When setting goals, I always recommend erring on the side of ambition – that way, if you don’t achieve 100%, you still land in a pretty good place. The opposite doesn’t hold true – companies that plan for a 5% annual growth don’t tend to end up at 300% (although, maybe Zoom – but I bet they were pretty ambitious pre-Covid too).
Step 3: Figure out how to get there
Broadly speaking, there are two ways to grow – doing more of the same (assuming it works) and doing something completely new.

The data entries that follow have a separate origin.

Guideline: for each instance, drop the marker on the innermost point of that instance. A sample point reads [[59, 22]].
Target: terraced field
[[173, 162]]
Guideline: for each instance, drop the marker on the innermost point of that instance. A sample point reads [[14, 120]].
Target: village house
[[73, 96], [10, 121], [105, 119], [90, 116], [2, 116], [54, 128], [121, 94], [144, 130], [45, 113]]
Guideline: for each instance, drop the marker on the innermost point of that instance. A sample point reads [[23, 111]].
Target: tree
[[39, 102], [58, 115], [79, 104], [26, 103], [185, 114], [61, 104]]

Some call it momentum vs. strategic initiatives; some call it business-as-usual vs. new business; I don’t care what you call it, but it’s definitely a thing.
If your goal is to grow a bit, and you already know what you’re doing – you have profitable products or services which customers consistently purchase – you can afford the safe option of doing more of the same. Hiring additional sales people, increasing marketing spend, opening another store location, appearing on a few more podcasts, scaling up an affiliate programme, that all falls into this category. It’s not a new thing, but it’s a thing that works and reliably yields results. Here’s where your exercise from Step 1 comes in – it should direct you to the right activities. And, perhaps obviously, don’t be afraid to let go of anything that really doesn’t work, and make space for the stuff that does.

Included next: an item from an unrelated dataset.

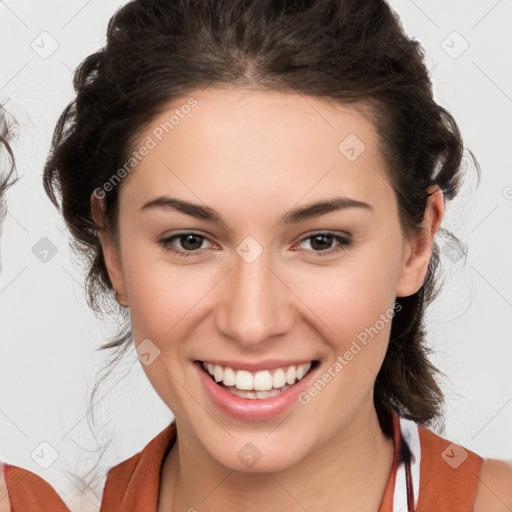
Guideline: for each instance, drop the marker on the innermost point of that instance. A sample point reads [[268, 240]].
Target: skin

If your goal is to grow a lot (hello, the 10X thought experiment!), the previous approach can be a part of what you do, but it won’t be enough on its own – you need to break new ground. Launching new products or services (especially if your current ones don’t scale – I’m looking at you, face-to-face services and custom-made products), or entering new geographies can fall here, as well as serious overhauls of your marketing or operations. Make a list of five to 10 things that have a real potential to help you 10X your business, rank them based on the size of the revenue opportunity and the feasibility (is it doable and what would it take to execute?), and pick 1-3 things with the most points to execute.
It is never a bad idea to do more of the things you already see working well and break new ground at the same time, even though it can be a tough balance. That way, you get the best of both worlds – keeping and developing the existing business and doing whatever has the potential to take it to a whole new ballgame. If you’re lucky enough to be in this position, don’t be afraid to hire to make sure you’re not over-stretched and under-resourced, which will lead to you compromising your existing business, your new initiatives, and your sanity.
And that’s pretty much it. Yes, of course you can and maybe should go more granular and plan every initiative down to the t, but these are the three basic components of annual planning. Know what happened last year, know what you want to happen next year, and make a plan to make sure you get there.
I’m now going to immerse myself in my own 2021 planning (fuelled by plenty of Christmas cookies). I’ll be back in January with the new and improved Tiny CFO! Thank you for sticking around, you’ve been an amazing company.